Im Wertpapierhandel. Wenn Sie über Ihre Bank Aktien kaufen, ist das im Regelfall ein Effektenkommissionsgeschäft. Die Bank kauft die Wertpapiere an der Börse — in eigenem Namen, für Ihre Rechnung. Diese Form wird oft als „klassischer“ Kommissionsverkauf bezeichnet, weil sie der gesetzliche Regelfall ist. Zur Absicherung des Anlegers gibt es zusätzlich Schutzvorschriften im Depotgesetz.

Im Oldtimer- und Gebrauchtwagenhandel. Auch hier ist das Kommissionsmodell verbreitet. Ein Halter übergibt sein Fahrzeug einem spezialisierten Händler, dieser verkauft im eigenen Namen und behält eine Provision. Wichtig: Manche Auktionshäuser handeln stattdessen als Vertreter („im Namen des Einlieferers“). Diese Abgrenzung steht in den Versteigerungsbedingungen und sie hat erhebliche Folgen für Mängelhaftung und Zahlungsansprüche.

Im Einzelhandel. Eine in den letzten Jahren häufig diskutierte Variante ist Pay-on-Scan: Vollsortimenter und Bekleidungshäuser überlassen einzelne Abteilungen oder Sortimentsteile einem Lieferanten, die Ware bleibt rechtlich im Eigentum des Lieferanten, bis sie an der Kasse gescannt wird. Wie konkret das ausgestaltet wird — als echtes Kommissionsgeschäft, als Konsignation oder als Mischform — variiert je nach Vertrag und Branche.

Bei Tickets und Karten. Reisebüros und Vorverkaufsstellen verkaufen Konzert-, Theater- und Kinotickets häufig auf Kommissionsbasis — die Karten gehören bis zum Verkauf dem Veranstalter, das Reisebüro behält eine Provision pro verkaufter Karte. Daneben gibt es allerdings auch reine Vermittlungs- oder Agenturmodelle, bei denen die Vorverkaufsstelle den Vertragsschluss zwischen Veranstalter und Käufer nur arrangiert. Welches Modell konkret gilt, ergibt sich aus den jeweiligen Vorverkaufsbedingungen.

Im Buch- und Verlagswesen. Der sogenannte Kommissionsverlag ist eine besondere Vertriebs- und Distributionsform: Der Verlag bringt das Werk in eigenem Namen heraus, das wirtschaftliche Risiko und der Erlös liegen aber beim Autor. Diese Konstruktion unterscheidet sich vom klassischen Verlagsmodell — bei dem der Verleger das Risiko übernimmt — und ist im Self-Publishing-Umfeld bis heute relevant.

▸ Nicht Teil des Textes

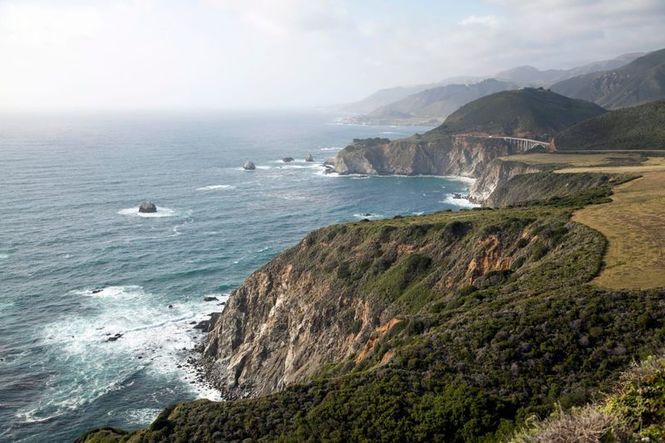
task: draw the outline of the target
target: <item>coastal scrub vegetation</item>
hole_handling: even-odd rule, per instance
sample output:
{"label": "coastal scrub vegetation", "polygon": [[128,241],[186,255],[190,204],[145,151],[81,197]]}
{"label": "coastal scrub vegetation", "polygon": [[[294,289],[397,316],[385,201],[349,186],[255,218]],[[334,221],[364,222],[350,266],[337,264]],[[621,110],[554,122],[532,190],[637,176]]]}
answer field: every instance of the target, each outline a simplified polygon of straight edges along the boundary
{"label": "coastal scrub vegetation", "polygon": [[665,100],[610,111],[564,129],[558,150],[665,149]]}
{"label": "coastal scrub vegetation", "polygon": [[[583,406],[665,337],[665,290],[589,284],[607,242],[570,218],[602,189],[317,230],[275,260],[381,312],[361,353],[277,393],[183,402],[146,429],[79,441],[502,441]],[[344,312],[331,322],[361,327]],[[645,423],[634,392],[614,410]]]}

Gemeinsam ist all diesen Anwendungen: Es handelt sich um Märkte, in denen Marktzugang, Expertise und Reputation des Kommissionärs für den Eigentümer der Ware den entscheidenden Mehrwert schaffen — Werte, die sich ein einzelner Privatverkäufer schlicht nicht aufbauen kann.

Der Ablauf: Vom Kommissionsvertrag bis zur Auszahlung

Das Kommissionsgeschäft gliedert sich in drei klar abgegrenzte Phasen. Wer einmal verstanden hat, was in welcher Phase passiert, versteht das ganze Konstrukt.

Phase 1: Der Kommissionsvertrag

Kommissionär und Kommittent schließen zunächst einen Vertrag — den sogenannten Kommissionsvertrag. Juristisch handelt es sich um einen Geschäftsbesorgungsvertrag im Sinne des § 675 Abs. 1 BGB mit werk- oder dienstvertraglichen Elementen.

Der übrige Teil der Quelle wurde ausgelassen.